Подрытов докурил папиросу, поискал глазами, куда бы бросить окурок, и, не найдя, скомкал его, завернул в клочок бумажки и опустил в карман.
— Пожалуй, не дождешься вашего шефа, — сказал он со вздохом. — Проводите?
Когда они поднялись наверх, в лесу парило. На шершавой поросшей зеленоватым мхом коре дуба, возле которого они остановились, светлыми жаркими пятнами лежал солнечный свет. Торопливо, охваченные непонятной тревогой, сновали вверх и вниз муравьи.
— Опять к дождю…
Подрытов пощурился на муравьев и вдруг, словно что-то вспомнив, повернулся к Даше.
— Дарья Сергеевна, сегодня у нас, понимаете ли, производственное совещание. Так что вам надлежит быть. Да и выступить ввиду сложившихся обстоятельств было бы неплохо…
— О чем? Я ведь еще…
— Ну о чем… Хотя бы о своих одиноких бдениях в лаборатории.
Даша испытующе посмотрела на Подрытова и нахмурилась.
— Я редко бываю одна… Больше с Алексеем Тимофеевичем.
— Как сегодня?..
Даша промолчала, и Подрытов заторопился.
— Впрочем, как хотите… Я это, видите ли, в ваших интересах… Костриков вряд ли будет вас защищать, когда развернутся дебаты и прения… Я его манеру знаю. До свидания.
Уже отойдя, он добавил:
— Кстати, я сегодня с утра в ваших владениях и полностью в курсе событий… Такие-то дела!
«Ну и подсматривайте дальше, если вам нравится!» — хотела крикнуть Даша, но в последний момент сдержалась.
Совещание оказалось долгим. Оно закончилось, когда в свои права вступила темная лесная ночь. Даша торопливо шла вдоль опушки и слушала, что говорил ей Подрытов.
— …И в конце концов я считаю, что мое стремление получить кандидатскую степень — это вполне естественное желание человека, связанного с наукой, официально оформить свою принадлежность к ней… Разве это не так, Дарья Сергеевна?
Голос Подрытова звучал то близко, то отдалялся. Даша едва угадывала его фигуру, настолько темна была ночь.
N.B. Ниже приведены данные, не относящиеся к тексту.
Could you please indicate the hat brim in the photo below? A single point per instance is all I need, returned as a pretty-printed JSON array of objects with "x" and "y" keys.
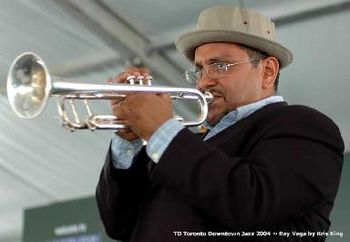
[{"x": 188, "y": 42}]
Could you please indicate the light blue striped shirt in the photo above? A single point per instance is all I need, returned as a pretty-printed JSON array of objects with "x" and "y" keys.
[{"x": 124, "y": 151}]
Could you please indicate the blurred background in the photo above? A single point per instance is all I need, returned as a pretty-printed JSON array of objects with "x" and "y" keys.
[{"x": 91, "y": 40}]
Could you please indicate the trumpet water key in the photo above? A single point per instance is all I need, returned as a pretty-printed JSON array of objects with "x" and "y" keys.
[{"x": 29, "y": 85}]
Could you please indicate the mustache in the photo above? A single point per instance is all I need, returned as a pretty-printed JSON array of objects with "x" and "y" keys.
[{"x": 214, "y": 91}]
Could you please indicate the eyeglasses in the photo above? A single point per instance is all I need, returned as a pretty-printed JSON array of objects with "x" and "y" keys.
[{"x": 213, "y": 70}]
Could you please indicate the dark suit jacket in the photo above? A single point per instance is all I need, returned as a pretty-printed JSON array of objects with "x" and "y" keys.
[{"x": 277, "y": 170}]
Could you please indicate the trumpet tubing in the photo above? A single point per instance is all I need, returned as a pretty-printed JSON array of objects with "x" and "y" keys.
[{"x": 29, "y": 85}]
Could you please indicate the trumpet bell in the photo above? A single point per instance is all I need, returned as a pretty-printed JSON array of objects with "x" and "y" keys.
[{"x": 28, "y": 85}]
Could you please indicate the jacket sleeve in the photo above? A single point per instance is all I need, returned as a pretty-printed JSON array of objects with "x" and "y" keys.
[
  {"x": 119, "y": 195},
  {"x": 293, "y": 167}
]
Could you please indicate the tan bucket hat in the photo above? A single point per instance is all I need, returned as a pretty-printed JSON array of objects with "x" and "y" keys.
[{"x": 233, "y": 24}]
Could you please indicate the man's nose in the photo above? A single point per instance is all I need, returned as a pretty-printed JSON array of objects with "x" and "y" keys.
[{"x": 205, "y": 82}]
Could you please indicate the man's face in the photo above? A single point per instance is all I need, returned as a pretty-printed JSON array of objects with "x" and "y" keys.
[{"x": 240, "y": 85}]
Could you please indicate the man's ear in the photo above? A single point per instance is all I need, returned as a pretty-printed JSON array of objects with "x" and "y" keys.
[{"x": 270, "y": 71}]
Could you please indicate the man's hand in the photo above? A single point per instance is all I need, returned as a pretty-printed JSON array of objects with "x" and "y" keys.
[
  {"x": 122, "y": 78},
  {"x": 144, "y": 113}
]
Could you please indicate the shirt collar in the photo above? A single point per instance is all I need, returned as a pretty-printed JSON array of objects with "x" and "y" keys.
[{"x": 240, "y": 113}]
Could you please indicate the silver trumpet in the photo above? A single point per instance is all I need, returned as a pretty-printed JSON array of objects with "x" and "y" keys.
[{"x": 29, "y": 85}]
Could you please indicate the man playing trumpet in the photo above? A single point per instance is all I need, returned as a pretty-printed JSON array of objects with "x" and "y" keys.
[{"x": 264, "y": 169}]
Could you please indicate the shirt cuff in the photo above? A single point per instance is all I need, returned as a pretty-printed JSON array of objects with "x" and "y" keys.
[
  {"x": 161, "y": 139},
  {"x": 123, "y": 151}
]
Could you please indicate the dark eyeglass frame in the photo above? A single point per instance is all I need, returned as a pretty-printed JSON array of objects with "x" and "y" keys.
[{"x": 195, "y": 74}]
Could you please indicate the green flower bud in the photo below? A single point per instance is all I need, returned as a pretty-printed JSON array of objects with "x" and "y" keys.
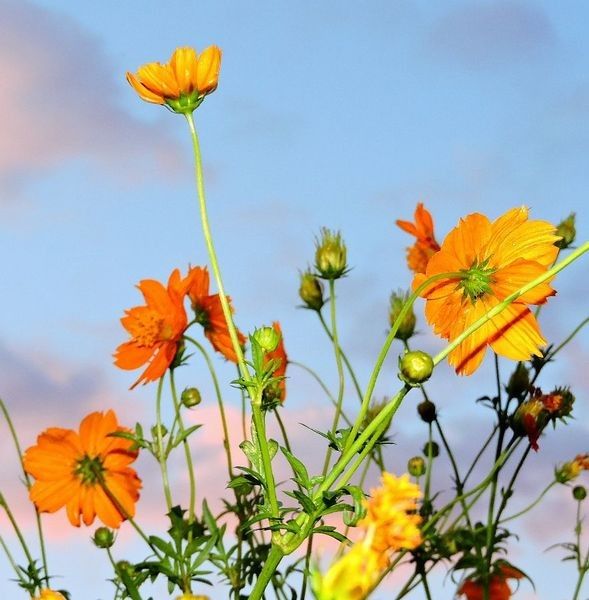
[
  {"x": 427, "y": 411},
  {"x": 416, "y": 466},
  {"x": 567, "y": 231},
  {"x": 103, "y": 537},
  {"x": 161, "y": 430},
  {"x": 431, "y": 448},
  {"x": 311, "y": 291},
  {"x": 190, "y": 397},
  {"x": 330, "y": 255},
  {"x": 267, "y": 337},
  {"x": 415, "y": 367},
  {"x": 407, "y": 326},
  {"x": 519, "y": 381}
]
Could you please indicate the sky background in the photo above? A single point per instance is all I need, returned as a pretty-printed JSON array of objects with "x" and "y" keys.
[{"x": 342, "y": 115}]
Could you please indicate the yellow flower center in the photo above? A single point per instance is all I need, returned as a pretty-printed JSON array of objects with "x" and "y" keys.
[
  {"x": 477, "y": 280},
  {"x": 89, "y": 470}
]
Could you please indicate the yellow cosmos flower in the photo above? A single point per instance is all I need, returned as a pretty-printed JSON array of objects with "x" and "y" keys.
[
  {"x": 352, "y": 577},
  {"x": 183, "y": 82},
  {"x": 391, "y": 515},
  {"x": 491, "y": 261}
]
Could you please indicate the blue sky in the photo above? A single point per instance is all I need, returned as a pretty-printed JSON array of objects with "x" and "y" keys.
[{"x": 340, "y": 115}]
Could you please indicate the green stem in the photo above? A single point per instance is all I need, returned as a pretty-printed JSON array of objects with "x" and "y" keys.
[
  {"x": 282, "y": 429},
  {"x": 11, "y": 560},
  {"x": 28, "y": 483},
  {"x": 16, "y": 528},
  {"x": 549, "y": 274},
  {"x": 161, "y": 457},
  {"x": 226, "y": 439},
  {"x": 270, "y": 485},
  {"x": 272, "y": 561},
  {"x": 198, "y": 171},
  {"x": 322, "y": 384},
  {"x": 344, "y": 357},
  {"x": 340, "y": 372},
  {"x": 187, "y": 454}
]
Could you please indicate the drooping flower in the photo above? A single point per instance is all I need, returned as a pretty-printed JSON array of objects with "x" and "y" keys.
[
  {"x": 182, "y": 83},
  {"x": 425, "y": 245},
  {"x": 87, "y": 471},
  {"x": 490, "y": 260},
  {"x": 209, "y": 312},
  {"x": 391, "y": 515},
  {"x": 156, "y": 329},
  {"x": 474, "y": 589},
  {"x": 278, "y": 354}
]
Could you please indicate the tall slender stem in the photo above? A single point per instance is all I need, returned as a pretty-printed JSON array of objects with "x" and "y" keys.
[
  {"x": 340, "y": 371},
  {"x": 187, "y": 454},
  {"x": 198, "y": 171},
  {"x": 28, "y": 483},
  {"x": 160, "y": 445},
  {"x": 219, "y": 396}
]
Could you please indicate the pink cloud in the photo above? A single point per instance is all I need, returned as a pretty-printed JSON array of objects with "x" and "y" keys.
[{"x": 61, "y": 102}]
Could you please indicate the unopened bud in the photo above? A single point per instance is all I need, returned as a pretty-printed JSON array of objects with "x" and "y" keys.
[
  {"x": 416, "y": 466},
  {"x": 431, "y": 448},
  {"x": 190, "y": 397},
  {"x": 415, "y": 367},
  {"x": 567, "y": 232},
  {"x": 267, "y": 338},
  {"x": 103, "y": 537},
  {"x": 158, "y": 431},
  {"x": 330, "y": 255},
  {"x": 407, "y": 326},
  {"x": 519, "y": 381},
  {"x": 427, "y": 411},
  {"x": 311, "y": 291}
]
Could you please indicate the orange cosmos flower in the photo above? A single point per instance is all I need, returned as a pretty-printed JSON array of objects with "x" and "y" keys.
[
  {"x": 280, "y": 371},
  {"x": 425, "y": 246},
  {"x": 87, "y": 472},
  {"x": 494, "y": 260},
  {"x": 182, "y": 83},
  {"x": 498, "y": 588},
  {"x": 156, "y": 329},
  {"x": 209, "y": 312}
]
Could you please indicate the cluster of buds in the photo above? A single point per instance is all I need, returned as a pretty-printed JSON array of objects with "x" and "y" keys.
[{"x": 532, "y": 416}]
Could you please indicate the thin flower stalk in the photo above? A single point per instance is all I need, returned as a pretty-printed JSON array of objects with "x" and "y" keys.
[
  {"x": 340, "y": 371},
  {"x": 243, "y": 368},
  {"x": 28, "y": 483},
  {"x": 187, "y": 454},
  {"x": 220, "y": 403}
]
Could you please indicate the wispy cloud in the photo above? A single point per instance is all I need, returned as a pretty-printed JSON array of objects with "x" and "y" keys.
[
  {"x": 488, "y": 34},
  {"x": 60, "y": 102}
]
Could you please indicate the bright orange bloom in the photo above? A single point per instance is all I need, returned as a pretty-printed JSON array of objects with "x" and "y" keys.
[
  {"x": 156, "y": 329},
  {"x": 182, "y": 83},
  {"x": 391, "y": 515},
  {"x": 209, "y": 312},
  {"x": 279, "y": 354},
  {"x": 498, "y": 588},
  {"x": 491, "y": 261},
  {"x": 87, "y": 472},
  {"x": 425, "y": 245}
]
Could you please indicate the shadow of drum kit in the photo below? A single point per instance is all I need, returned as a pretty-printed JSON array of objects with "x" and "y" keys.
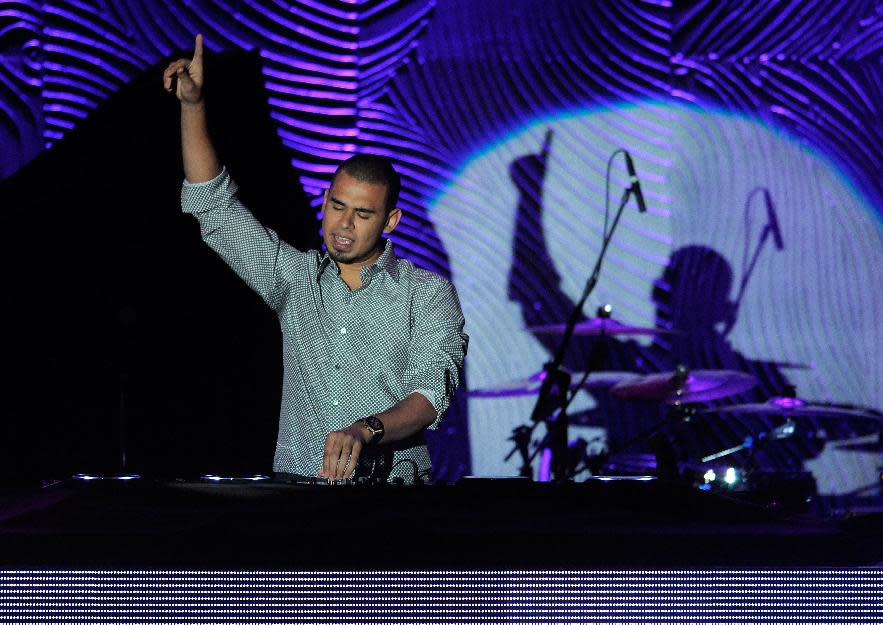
[{"x": 684, "y": 392}]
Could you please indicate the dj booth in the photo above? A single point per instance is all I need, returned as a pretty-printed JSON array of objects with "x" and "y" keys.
[
  {"x": 481, "y": 550},
  {"x": 478, "y": 523}
]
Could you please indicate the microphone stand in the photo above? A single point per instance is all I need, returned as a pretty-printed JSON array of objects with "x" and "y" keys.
[{"x": 556, "y": 383}]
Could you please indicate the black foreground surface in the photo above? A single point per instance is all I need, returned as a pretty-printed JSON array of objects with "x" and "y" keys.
[{"x": 474, "y": 524}]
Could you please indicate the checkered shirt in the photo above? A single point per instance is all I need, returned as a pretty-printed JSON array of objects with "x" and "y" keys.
[{"x": 346, "y": 354}]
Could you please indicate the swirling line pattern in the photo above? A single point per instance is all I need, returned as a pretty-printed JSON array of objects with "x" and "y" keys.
[
  {"x": 431, "y": 84},
  {"x": 808, "y": 67}
]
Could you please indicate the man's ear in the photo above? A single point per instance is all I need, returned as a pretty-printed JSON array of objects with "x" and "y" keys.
[{"x": 392, "y": 220}]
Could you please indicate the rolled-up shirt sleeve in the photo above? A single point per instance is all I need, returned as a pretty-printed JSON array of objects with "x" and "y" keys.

Ей не хотелось сейчас ни спорить, ни углубляться в начатый Подрытовым разговор, и она только машинально поддакивала:
— Конечно, конечно.
Вот они взошли на мост, и в воздухе гулко зазвучали частые легкие шаги Даши и шаркающий топот Подрытова. Где-то глубоко-глубоко, под пролетами моста, плескалась и тускло, словно расплавленное олово, светилась вода.